My partner has MS. We have known each other for a long time, but although we have ‘history’ we only got together recently. He was diagnosed with MS a few years before that, and so I am still to learn a lot about it all.
Things like…
(1) Don’t nag him about going for treatment, because although it might worry me that he isn’t getting it, all I am ultimately doing is reminding him that he has it!
(2) Don’t second guess every burst of pins and needles - they’re not all relapses waiting to happen and they stress me out a lot more than they do him! (Note to self, refer to (1)! )
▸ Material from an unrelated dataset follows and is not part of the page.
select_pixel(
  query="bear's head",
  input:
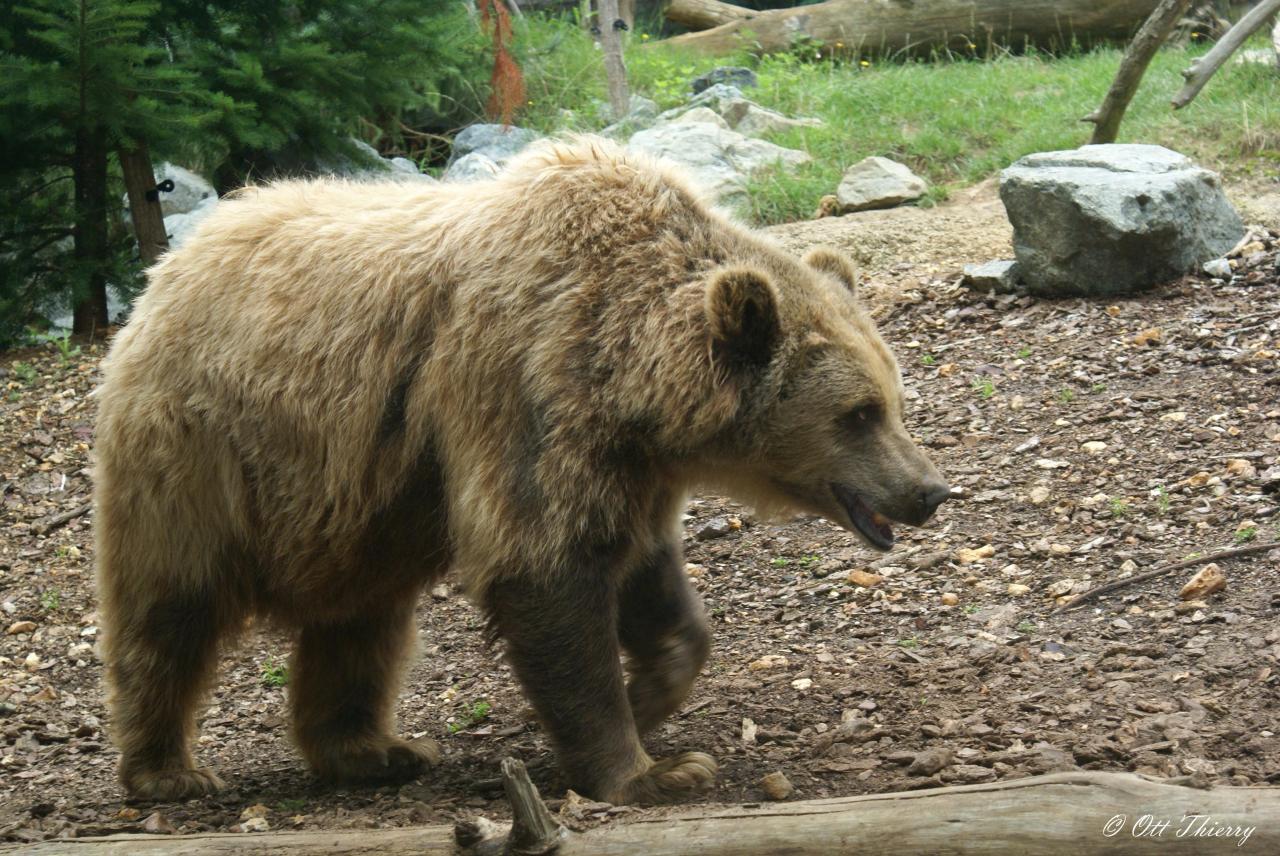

… The list goes on, and I am continuously adding to it, and as said, always learning… But the thing is, I am going through a really tough time in myself; I have just been made redundant, and I think that I could be pregnant; so the thought of a relapse being even the remotest possibility scares the living daylights out of me - Get a part time job, or any job at least until too pregnant to work, take 2 days off to give birth, return tp work and keep our house - irrational yes, but frightening to me being new to all of this!
With the redundancy came a bit of a bout of depression for me too I’m afraid. Which brings me to the main reason for joining this forum - how do I keep supporting him, and more importantly cope with his mood swings without reacting badly, when I am exhausted, worried, and whatever it is I’ve been feeling lately…?!